Comment by constantcrying
5 hours ago
It is a totally delusional argument. Companies always could reward their shareholders, stock buybacks aren't fundamentally different from paying dividends to shareholders. The idea that stock buybacks are what caused a decrease in company funded basic science is ridiculous.
Only in very rare cases is doing basic science anything but a total waste of money, viewed from a commercial perspective. Companies should seek to be commercial entities, which operate for profit. Anything else is just self destruction.
Look at Bell Labs, it could only exist because some company decided it could use a money shredder. Bell Labs could not survive the dismantling of the Bell telephone monopoly, because ending that monopoly ended the prerequisite that was needed to allow it to exist.
Yes yes, companies used to compensate management with 'dividend options' so switching to stock options totally didn't pervert management's incentives.

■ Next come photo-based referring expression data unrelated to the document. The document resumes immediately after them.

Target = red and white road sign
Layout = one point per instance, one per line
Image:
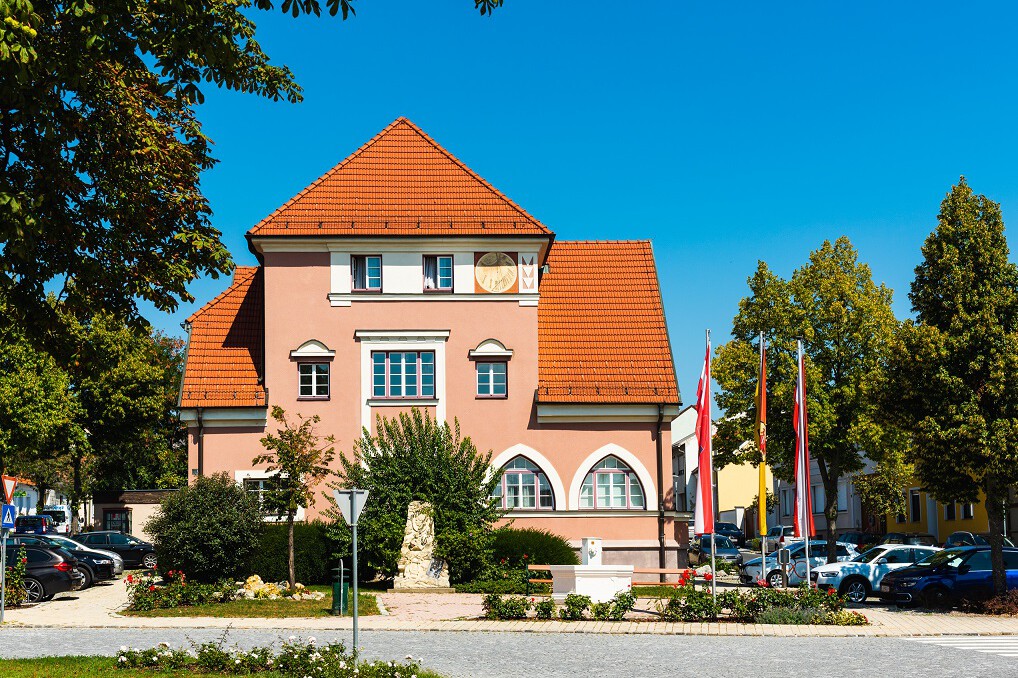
(9, 483)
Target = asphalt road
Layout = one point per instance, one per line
(482, 655)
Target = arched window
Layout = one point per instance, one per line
(611, 485)
(524, 486)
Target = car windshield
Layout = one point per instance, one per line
(869, 556)
(948, 557)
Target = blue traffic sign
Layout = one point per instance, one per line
(7, 513)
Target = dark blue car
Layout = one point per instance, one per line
(948, 576)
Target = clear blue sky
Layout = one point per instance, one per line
(726, 132)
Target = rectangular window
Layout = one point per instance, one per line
(492, 380)
(314, 380)
(438, 273)
(914, 506)
(118, 519)
(404, 375)
(366, 273)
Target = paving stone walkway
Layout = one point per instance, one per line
(99, 608)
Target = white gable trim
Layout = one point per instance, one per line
(645, 479)
(520, 450)
(313, 348)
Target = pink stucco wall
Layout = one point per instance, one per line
(297, 309)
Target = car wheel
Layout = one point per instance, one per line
(937, 598)
(775, 580)
(88, 578)
(856, 589)
(34, 589)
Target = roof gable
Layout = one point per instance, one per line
(399, 183)
(603, 338)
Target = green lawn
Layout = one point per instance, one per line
(368, 605)
(102, 667)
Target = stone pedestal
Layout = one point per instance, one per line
(601, 582)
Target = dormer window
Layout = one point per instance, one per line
(366, 273)
(438, 273)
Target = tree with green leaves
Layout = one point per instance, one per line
(298, 462)
(951, 377)
(101, 148)
(411, 457)
(846, 324)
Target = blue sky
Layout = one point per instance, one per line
(726, 132)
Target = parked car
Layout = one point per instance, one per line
(134, 552)
(724, 550)
(93, 566)
(905, 538)
(948, 576)
(48, 572)
(731, 530)
(71, 545)
(858, 578)
(777, 537)
(861, 541)
(35, 524)
(771, 571)
(969, 539)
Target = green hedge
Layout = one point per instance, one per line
(314, 553)
(540, 546)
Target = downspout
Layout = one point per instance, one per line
(661, 494)
(201, 442)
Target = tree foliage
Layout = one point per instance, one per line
(846, 324)
(298, 463)
(101, 148)
(413, 458)
(209, 529)
(951, 379)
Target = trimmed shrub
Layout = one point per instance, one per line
(540, 546)
(315, 553)
(209, 530)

And management doesn't manipulate the stock using stock buybacks. Why would they? Their performance and compensation are only completely tied to stock price. But no, stock buybacks don't allow perverse incentives that lead to short term thinking different than dividends. Totally the same.
If you write something which is more than pure sarcasm it might become readable and form into a coherent argument.
Do you genuinely believe that the breakup of the Bell monopoly had a smaller effect on Bell Labs than stock buybacks?
Stock buybacks also are not stock manipulation and managers aren't rewarded because they buy back stocks. The board understand what a stock buyback is, they reward managers for being able to buy back stocks, in other words, they reward them for profits, which are then paid in buybacks or dividends. Stock buy backs are a tool corporations use to reward shareholders, they have no fundamental difference to dividends.
Dividends have the exact same short term incentives. Do you think that a manager can not be rewarded for his paying out dividends, which leads him to cut R&D spending to increase short term profits? It is just delusional to think that there is a difference and certainly in the scientific literature about corporate finance it would be a fringe belief to separate those two as you do.
To be honest it is a bit upsetting to read a comment with so little understanding of the subject and so little imagination. Do you truly believe that managers can not have short term dividend goals? How uninformed are you.